Пономарев уже не может остановиться. Из глаз его текут слезы. Щеки дрожат. Горло давится от рыданий. Он начинает громче: «Всех, кто наградил нас Соловками, просим: приезжайте сюда сами!.. Всех, кто наградил нас Сссалавками, просим: приижжайте сюда сами! – напевает скоморошно, прибауточно. – Обещали подарков нам куль…»
Он спрыгивает на каменный пол.
– Ну что, твари! Сожрали Пономарева? Подавитесь, подавитесь…
Мгновенно открывается железная дверь. Забегают два надзирателя.
Бьют долго. Без перерыва. Сильно. Ногами. В дверях стоит с наганом третий надзиратель. Шевельнешься – пуля в лоб. Слышно, как ломается челюсть. Пономарев сплевывает кровью и тут же получает еще один удар по лицу. Отлетают в сторону два зуба.
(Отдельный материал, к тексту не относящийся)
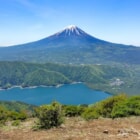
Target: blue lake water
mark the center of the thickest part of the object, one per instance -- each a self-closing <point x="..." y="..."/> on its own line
<point x="74" y="94"/>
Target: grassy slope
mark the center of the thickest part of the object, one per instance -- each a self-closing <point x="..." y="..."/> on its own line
<point x="77" y="129"/>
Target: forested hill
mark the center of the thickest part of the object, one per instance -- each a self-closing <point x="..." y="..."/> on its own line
<point x="113" y="79"/>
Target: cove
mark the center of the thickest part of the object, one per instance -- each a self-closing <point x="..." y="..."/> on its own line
<point x="73" y="94"/>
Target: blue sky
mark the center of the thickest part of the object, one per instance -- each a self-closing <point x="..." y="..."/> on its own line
<point x="24" y="21"/>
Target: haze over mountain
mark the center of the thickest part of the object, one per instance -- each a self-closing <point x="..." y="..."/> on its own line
<point x="72" y="45"/>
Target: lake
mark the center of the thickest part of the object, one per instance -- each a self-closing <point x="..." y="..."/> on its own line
<point x="74" y="94"/>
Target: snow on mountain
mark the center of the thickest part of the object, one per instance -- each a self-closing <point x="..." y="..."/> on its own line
<point x="71" y="30"/>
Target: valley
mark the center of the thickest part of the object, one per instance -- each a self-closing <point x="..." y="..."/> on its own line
<point x="97" y="77"/>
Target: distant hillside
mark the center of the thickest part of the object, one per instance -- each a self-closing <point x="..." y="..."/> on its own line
<point x="17" y="106"/>
<point x="72" y="46"/>
<point x="113" y="79"/>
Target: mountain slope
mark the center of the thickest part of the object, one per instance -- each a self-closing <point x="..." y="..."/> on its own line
<point x="113" y="79"/>
<point x="72" y="45"/>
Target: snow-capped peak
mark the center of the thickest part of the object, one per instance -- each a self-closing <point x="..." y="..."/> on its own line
<point x="70" y="27"/>
<point x="71" y="30"/>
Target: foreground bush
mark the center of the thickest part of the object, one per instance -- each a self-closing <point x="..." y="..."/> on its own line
<point x="127" y="108"/>
<point x="103" y="108"/>
<point x="3" y="115"/>
<point x="73" y="110"/>
<point x="49" y="115"/>
<point x="116" y="106"/>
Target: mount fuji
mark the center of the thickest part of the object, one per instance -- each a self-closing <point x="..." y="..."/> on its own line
<point x="72" y="46"/>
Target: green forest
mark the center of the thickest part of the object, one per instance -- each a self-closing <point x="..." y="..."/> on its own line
<point x="113" y="79"/>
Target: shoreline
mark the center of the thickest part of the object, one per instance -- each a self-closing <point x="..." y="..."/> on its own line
<point x="31" y="87"/>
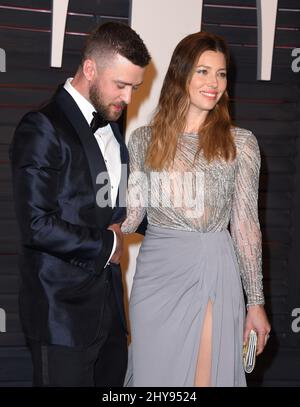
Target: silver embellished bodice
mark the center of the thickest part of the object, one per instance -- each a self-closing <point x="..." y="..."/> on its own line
<point x="202" y="197"/>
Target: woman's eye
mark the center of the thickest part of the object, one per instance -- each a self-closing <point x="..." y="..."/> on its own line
<point x="202" y="71"/>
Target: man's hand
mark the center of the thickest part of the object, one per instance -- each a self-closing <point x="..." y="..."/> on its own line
<point x="258" y="321"/>
<point x="116" y="227"/>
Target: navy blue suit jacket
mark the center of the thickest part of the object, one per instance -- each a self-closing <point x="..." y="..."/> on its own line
<point x="55" y="162"/>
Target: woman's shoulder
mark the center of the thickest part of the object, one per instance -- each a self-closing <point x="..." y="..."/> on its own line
<point x="243" y="137"/>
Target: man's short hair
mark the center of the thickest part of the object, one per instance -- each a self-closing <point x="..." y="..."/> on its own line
<point x="116" y="38"/>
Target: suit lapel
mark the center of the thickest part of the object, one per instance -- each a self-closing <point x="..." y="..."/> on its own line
<point x="92" y="151"/>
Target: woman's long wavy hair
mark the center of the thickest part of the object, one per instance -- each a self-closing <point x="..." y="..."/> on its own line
<point x="169" y="121"/>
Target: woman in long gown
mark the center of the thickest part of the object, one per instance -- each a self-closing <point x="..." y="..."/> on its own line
<point x="194" y="174"/>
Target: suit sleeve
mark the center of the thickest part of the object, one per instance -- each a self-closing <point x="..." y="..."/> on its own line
<point x="37" y="164"/>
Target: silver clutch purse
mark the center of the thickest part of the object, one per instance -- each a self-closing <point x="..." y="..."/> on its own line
<point x="249" y="352"/>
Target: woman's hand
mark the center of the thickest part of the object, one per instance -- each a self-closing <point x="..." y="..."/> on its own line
<point x="257" y="320"/>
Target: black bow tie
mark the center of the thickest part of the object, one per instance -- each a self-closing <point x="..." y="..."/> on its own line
<point x="97" y="122"/>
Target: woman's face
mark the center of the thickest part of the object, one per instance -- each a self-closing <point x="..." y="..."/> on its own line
<point x="208" y="82"/>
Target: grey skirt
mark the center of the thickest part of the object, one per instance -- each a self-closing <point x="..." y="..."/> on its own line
<point x="177" y="273"/>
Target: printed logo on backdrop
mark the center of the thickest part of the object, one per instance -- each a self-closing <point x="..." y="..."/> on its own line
<point x="2" y="60"/>
<point x="266" y="22"/>
<point x="2" y="320"/>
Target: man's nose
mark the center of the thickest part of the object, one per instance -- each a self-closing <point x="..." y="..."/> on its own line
<point x="126" y="95"/>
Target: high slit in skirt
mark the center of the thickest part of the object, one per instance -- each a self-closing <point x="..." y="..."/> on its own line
<point x="177" y="273"/>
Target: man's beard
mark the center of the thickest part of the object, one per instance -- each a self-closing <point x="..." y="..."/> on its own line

Нога наступает ему на пальцы, крошит кости. Другой ногой чекист бьет в предплечье сверху вниз – быстро, два раза – и перебивает руку. Отбивают ребра, почки, печень…
Наконец устают. Отходят, тяжело дыша. Третий, что стоял в дверях, быстрым шагом подходит к Пономареву, внимательно осматривает его. Илья Кузьмич вяло шевелится, хрипит кровью: сломанное ребро прошило легкое. Надзиратель вытягивает руку с наганом, отворачивается. Выстрел раскалывает тесное пространство карцера на жизнь и смерть. Равными долями.
– Сопли у мертвецов сосать заставлю, – рычит чекист.
Шумно втягивает носом воздух… Пахнет страхом.
Надзиратели уходят. Дверь карцера закрывается. Труп Ильи Кузьмича Пономарева будет лежать до вечера, напоминая, что нет ничего дороже жизни.
Осоргин бледен. Руки крепко сжимают деревянную жердь. Из прокушенной губы стекает струйка крови. И вдруг он начинает орать во весь голос. Тысячелетия цивилизации слизаны языком смерти. Первобытный зверь проснулся в человеческой груди и рвется, рвется наружу. Осоргин орет всей грудью, обнажая желтые прокуренные зубы, в глазах тонет дикая ярость, ненависть к себе и к миру. Сокамерники – замерзшие птицы – пугливо втягивают головы в плечи. Дверь больше не открывается.
Пристань была завалена досками, мешками, ящиками разных размеров. Под деревянным навесом, выстроенным вдоль кромки причала, сидели зэки, зло перекуривали под взглядом красноармейца.
– За работу, болезные!
Устало поднялись, стали грузить мешки на телеги. Потом сами же в них впряглись и потащили.